There was no scowl on him now, all the same, only the mad gleeful grin that always made Sim’s flesh ruched as goose-skin.
‘Ah, you are a cunning man, Sim Craw,’ James Douglas enthused in a hissed whisper, clapping the man on his sodden shoulder. ‘This will take the shine off Randolph.’
Sim eyed the dark, wild-haired lord sourly. As if this is for the glory of Douglas over Randolph, the latter sitting at Edinburgh and wondering how to take its castle, us sitting at Roxburgh and pondering the same. Now the lord of Douglas is out to scoop Roxburgh in a single blow and it is mainly to put Randolph’s nose askew … not for the first time, Sim marvelled at how the diffident, lisping lord of Douglas could turn, in an eyeblink, into a red-handed killer with a heart the same shade as the Earl of Hell’s own cloak.
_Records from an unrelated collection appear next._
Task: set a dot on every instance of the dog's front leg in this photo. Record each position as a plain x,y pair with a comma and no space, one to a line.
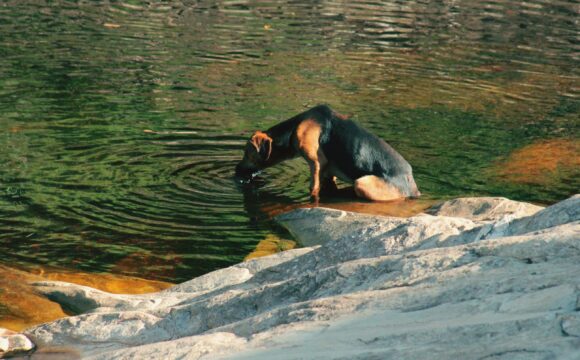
314,179
307,139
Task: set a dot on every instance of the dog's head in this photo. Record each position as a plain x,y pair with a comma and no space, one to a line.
256,156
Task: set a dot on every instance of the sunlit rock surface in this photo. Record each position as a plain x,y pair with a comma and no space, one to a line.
472,281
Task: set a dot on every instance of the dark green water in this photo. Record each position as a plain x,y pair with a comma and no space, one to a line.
121,122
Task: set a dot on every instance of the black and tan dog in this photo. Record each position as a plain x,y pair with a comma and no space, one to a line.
334,147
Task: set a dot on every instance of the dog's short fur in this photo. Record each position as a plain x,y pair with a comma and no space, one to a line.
334,147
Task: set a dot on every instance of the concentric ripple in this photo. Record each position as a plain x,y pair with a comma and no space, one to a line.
121,123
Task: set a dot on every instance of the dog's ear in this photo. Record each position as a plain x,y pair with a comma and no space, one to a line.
263,144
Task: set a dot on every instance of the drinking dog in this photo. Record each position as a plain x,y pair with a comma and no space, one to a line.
334,147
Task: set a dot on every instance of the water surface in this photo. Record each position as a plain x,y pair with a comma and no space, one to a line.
121,121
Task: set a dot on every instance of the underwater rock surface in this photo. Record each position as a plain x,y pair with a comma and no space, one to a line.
476,278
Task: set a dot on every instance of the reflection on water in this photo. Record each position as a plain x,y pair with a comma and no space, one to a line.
22,307
546,163
120,123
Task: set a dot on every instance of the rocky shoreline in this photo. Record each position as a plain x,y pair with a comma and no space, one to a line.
476,278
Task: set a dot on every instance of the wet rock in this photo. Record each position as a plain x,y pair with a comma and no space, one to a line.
437,287
12,344
484,208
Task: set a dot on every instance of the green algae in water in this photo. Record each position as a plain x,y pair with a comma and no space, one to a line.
120,126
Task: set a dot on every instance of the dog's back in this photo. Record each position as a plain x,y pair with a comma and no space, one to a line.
354,152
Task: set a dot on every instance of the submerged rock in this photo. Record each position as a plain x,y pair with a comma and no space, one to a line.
12,344
494,283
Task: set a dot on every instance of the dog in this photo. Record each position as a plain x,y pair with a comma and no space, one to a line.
334,147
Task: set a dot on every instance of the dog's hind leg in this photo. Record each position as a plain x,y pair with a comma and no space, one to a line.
374,188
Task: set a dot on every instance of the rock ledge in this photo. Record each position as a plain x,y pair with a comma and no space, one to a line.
478,278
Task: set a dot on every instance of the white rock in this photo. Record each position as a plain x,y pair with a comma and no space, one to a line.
497,286
13,345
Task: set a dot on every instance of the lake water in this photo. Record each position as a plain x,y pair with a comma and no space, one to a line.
121,122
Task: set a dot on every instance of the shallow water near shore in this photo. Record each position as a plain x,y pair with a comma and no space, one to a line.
121,123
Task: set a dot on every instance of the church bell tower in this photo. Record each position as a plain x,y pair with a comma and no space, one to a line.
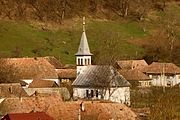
83,56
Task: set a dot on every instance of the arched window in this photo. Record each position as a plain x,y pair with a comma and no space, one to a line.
81,61
86,62
89,62
78,61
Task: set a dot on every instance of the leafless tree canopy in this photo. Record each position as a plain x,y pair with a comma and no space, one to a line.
7,74
58,10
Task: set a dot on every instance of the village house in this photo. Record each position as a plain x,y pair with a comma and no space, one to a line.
97,81
131,64
66,75
136,78
58,110
11,90
163,74
131,71
29,69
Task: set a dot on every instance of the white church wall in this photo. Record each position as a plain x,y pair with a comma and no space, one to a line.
120,94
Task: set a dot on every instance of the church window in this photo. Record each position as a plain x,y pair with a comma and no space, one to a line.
81,61
85,61
97,93
88,61
78,61
87,93
92,93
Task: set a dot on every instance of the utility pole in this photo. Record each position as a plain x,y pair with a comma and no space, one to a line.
79,114
163,77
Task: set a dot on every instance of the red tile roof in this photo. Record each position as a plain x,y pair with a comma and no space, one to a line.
66,73
27,116
69,110
54,61
131,64
11,90
159,68
134,75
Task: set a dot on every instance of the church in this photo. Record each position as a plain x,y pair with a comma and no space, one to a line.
97,82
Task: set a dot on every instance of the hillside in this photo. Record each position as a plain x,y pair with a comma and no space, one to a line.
124,38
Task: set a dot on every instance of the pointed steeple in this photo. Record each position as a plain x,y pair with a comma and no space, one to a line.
83,47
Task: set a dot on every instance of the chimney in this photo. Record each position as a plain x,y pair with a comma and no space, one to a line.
82,107
10,89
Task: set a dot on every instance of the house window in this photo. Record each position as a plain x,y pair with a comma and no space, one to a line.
92,93
88,61
78,61
85,61
87,93
97,93
154,77
81,61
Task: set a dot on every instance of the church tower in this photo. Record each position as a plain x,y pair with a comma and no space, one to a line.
83,56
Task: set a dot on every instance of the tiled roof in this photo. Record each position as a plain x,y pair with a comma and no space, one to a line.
69,110
66,73
131,64
42,84
159,68
100,76
11,90
37,102
133,74
54,61
32,68
27,116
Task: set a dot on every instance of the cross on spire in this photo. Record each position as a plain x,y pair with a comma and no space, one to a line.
84,24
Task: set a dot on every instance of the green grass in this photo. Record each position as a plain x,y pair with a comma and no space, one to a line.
64,42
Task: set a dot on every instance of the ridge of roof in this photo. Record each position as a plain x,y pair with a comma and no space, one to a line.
100,76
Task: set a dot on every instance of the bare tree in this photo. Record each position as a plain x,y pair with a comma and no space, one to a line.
7,72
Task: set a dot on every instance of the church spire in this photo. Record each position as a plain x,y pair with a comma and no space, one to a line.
84,24
83,49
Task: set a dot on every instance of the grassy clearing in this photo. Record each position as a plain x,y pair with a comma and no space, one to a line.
64,42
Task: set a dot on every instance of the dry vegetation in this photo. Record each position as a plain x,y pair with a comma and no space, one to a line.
163,105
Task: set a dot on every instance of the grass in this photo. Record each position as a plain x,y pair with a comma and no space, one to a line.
64,42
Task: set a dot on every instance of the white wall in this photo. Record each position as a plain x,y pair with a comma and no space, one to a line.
120,94
164,80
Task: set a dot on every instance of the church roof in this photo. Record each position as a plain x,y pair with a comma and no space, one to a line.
100,76
83,47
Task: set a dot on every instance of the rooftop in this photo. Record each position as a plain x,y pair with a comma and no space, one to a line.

Using my cunning to further himself, he added moodily to himself as the ladder finally unveiled its grapple-hooked top, with the slot for a spearshaft. Twenty feet of it was coiled up, the rope steps bolstered with wool-padded wood to keep them just far enough from the wall for a foot to fit – his da and other well-diggers had taken the idea from the miners at Leadhouse and Sim had recalled it from his boyhood, and then adapted it for this one purpose.
Now he moved to the crag of rock on which the blocky gatehouse was built and looked up, shaking mirr from his eyelashes. He nodded to Dog Boy, who put his back to the rock and cupped his hands, while Sim took the long pike-spear and shafted it into the slot on the ladder, handing it to James Douglas.
Then he stepped into Dog Boy’s hands, heard him grunt and curse.
‘You are getting fat, Sim.’
Fat and auld, Sim agreed, stepping on to the Dog Boy’s shoulders, then up to a toehold on the rock, then higher still on the treacherous wet until he could climb no more. He reached out one hand and felt the slap of the spearshaft in it, and raised it, waving it as high as he could, balanced precariously with the sibilant mirr making tears on his face. Teetering, he lifted it higher still with two hands, straining until he felt the ladder on top of it slide over the crenellation; he heard the grate of it catching.